If COVID-19 cases and deaths continue to rise in Mexico, it may be a matter of time before the CDC advises an outright travel ban on our southern neighbor…

85 Million Americans REALLY Want to Travel During the Christmas Holiday…

Now that we’ve seen record numbers of US travelers during the week of the Thanksgiving holiday, one has to ask how many people will be flying domestically or internationally for the upcoming Christmas holidays.

According to the “Holiday Travel Survey 2020” report released by travel outlet The Vacationer, it seems as if we’ll be seeing MORE record numbers for the final month of the calendar year…

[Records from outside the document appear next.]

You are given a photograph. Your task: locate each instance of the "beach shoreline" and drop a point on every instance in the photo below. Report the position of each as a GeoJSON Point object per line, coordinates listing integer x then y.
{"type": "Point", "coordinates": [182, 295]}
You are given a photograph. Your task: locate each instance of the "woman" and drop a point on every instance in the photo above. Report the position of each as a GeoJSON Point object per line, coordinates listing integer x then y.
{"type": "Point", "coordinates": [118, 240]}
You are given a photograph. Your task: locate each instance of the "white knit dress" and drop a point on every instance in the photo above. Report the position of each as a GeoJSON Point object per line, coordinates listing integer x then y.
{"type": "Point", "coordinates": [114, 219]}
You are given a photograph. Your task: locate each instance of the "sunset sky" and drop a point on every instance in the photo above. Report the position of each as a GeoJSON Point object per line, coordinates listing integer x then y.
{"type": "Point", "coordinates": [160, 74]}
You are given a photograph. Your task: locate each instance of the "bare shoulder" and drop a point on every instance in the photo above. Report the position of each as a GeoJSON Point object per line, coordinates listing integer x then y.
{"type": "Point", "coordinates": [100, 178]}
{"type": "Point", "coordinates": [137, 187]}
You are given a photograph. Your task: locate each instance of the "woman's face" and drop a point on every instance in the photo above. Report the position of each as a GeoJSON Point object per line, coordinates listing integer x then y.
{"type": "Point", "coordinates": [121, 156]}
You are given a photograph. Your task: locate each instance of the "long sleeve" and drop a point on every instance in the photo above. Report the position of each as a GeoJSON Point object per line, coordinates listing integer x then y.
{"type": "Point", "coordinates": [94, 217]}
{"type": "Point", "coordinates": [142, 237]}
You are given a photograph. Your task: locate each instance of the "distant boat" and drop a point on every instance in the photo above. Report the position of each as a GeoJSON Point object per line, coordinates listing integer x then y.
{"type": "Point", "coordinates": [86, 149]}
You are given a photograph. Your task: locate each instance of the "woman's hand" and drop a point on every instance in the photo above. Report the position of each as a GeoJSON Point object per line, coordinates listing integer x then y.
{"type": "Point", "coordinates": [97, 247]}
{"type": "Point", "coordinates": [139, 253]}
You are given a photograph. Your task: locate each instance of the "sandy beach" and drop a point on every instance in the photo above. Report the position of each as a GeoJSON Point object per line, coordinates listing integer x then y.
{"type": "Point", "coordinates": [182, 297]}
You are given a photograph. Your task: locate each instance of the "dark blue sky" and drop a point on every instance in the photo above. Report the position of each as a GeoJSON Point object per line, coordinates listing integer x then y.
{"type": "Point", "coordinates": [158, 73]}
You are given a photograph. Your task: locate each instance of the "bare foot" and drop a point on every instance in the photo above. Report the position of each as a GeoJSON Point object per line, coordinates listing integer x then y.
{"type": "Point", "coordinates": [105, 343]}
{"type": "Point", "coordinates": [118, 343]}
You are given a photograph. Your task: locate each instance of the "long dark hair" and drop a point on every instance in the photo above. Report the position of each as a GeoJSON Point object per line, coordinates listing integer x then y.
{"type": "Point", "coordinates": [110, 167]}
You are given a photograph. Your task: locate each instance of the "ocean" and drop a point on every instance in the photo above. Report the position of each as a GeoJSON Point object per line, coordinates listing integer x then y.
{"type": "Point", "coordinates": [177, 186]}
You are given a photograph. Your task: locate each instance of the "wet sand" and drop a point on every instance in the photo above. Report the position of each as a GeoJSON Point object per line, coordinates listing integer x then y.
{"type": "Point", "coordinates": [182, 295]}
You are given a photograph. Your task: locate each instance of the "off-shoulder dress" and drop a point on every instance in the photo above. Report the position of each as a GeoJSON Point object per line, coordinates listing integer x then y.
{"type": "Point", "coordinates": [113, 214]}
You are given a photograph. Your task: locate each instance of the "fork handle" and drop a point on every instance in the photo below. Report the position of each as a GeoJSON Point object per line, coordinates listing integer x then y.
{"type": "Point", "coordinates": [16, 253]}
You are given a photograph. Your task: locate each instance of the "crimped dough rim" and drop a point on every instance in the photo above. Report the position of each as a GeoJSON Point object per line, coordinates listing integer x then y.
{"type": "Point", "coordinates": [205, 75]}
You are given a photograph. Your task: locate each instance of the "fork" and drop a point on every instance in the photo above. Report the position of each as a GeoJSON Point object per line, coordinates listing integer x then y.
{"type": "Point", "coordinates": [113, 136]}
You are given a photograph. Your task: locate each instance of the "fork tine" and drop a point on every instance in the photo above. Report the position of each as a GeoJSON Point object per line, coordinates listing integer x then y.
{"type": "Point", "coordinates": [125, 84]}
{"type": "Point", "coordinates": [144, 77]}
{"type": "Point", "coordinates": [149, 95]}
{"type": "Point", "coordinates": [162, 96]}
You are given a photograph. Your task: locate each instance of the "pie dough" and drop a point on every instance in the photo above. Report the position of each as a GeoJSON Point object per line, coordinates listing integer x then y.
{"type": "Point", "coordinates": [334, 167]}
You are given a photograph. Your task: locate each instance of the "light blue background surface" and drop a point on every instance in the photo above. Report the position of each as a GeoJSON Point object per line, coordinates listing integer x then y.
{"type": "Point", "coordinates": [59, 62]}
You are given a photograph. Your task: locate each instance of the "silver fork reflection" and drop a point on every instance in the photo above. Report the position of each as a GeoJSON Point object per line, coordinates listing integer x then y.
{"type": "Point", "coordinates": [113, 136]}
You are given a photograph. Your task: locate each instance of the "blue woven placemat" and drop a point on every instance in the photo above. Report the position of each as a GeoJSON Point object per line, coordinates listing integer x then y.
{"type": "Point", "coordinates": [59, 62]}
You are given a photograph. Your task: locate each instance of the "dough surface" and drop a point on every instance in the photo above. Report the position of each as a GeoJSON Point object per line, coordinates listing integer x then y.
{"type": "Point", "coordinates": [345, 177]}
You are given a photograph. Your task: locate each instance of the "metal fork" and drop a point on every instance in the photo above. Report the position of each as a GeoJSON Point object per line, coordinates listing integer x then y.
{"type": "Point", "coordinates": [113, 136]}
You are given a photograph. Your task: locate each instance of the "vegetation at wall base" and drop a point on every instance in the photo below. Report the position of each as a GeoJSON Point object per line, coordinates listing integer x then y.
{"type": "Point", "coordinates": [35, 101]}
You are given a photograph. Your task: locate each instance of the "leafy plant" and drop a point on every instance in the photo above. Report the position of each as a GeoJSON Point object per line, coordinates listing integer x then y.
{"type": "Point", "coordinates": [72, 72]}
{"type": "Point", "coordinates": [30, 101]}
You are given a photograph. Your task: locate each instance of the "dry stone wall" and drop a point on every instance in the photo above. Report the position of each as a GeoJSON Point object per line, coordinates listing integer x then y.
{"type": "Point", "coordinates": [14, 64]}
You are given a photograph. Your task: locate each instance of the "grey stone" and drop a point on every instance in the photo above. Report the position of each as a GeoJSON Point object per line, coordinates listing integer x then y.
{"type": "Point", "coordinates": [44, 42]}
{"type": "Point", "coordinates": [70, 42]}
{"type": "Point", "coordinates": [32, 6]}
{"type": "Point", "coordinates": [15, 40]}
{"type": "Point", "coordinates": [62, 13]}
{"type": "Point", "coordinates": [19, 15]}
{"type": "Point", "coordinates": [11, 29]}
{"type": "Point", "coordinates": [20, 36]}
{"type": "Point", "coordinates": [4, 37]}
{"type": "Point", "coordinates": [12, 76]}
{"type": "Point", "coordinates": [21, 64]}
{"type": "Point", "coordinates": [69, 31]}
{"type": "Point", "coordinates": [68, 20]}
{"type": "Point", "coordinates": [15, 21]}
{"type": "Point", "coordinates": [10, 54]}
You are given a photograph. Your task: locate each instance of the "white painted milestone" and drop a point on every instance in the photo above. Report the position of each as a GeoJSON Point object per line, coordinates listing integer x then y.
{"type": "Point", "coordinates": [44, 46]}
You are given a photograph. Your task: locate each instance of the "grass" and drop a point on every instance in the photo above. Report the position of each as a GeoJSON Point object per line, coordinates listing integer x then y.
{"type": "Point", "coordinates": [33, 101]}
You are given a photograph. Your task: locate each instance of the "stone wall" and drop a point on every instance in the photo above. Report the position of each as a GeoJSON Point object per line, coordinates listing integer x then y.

  • Over 33% of respondents plan to travel over the Christmas holiday (17% of those said they had traveled during Thanksgiving)
  • 61% of respondents said the COVID-19 pandemic has changed their holiday travel plans
  • 45% of respondents said that their interest in travel was positively affected by “pandemic fatigue”
  • An estimated 115 million Americans want to travel more than ever, and the responses were highest among younger adults
  • Only 12% of respondents said they felt safe traveling on an airplane for the Christmas holidays
  • 58% don’t feel comfortable traveling during Christmas or getting on an airplane altogether

If we take the number of individuals who want to travel during the Christmas holiday and extrapolate that to the entire US population, you’re looking at an estimated 85 million Americans who will be departing for warmer weather and – hopefully – an environment where they have to abide by fewer draconian lockdown restrictions.

Which leaves me with this question…

Do YOU intent to travel by airplane and take a vacation during the Christmas holidays? Why or why not? Reply to this newsletter and explain your decision!

The Rise and Fall of Both Bitcoin and Gold… Within Just One Day!

By far, the scariest part of investing into either Bitcoin or gold is how incredibly volatile both financial assets are. It’s enough for most investors to either dedicate extremely small part of their portfolios to either asset, or avoid touching them altogether in favor of traditional assets such as stocks, options, bonds, and so on.

Yesterday’s trading session was a perfect example of the type of volatility that would keep any investor wide-awake at night.

For Bitcoin, we saw the cryptocurrency reach an all-time high of $19,982 and inch so much closer to the $20,000 level… before it crashed and spent 2 hours falling by $1,600 to reach a low of ~$18,200 before gradually climbing back up to ~$18,900. Significant losses were also seen in other cryptocurrencies such as Ripple, Litecoin, and Ethereum.

But according to Roland French, an analyst at Davy Research, this downward movement was just simply more cryptocurrency investors selling Bitcoin to take profit out of the market:

“The price remains highly volatile and draw-downs can be sharp, but volatility is important for the asset to scale, seek price discovery, attract attention and education and over time this volatility should subside.”

We saw the exact opposite trend happening for gold, which managed to break through the $1,800 level and erase all of the losses incurred from last week.

This was likely caused by the US dollar reaching a new 2.5 year low, and a disappointing report from the Institute for Supply Management showing a decrease in the manufacturing index to 57.5% for November (from 59.3% in October, which was a 21-month high).

Then again… this is only ONE day of movement, and serves as a testament to whether long-term investors have enough patience and foresight to hold their positions. Like I said at the start, these instruments are not for everybody.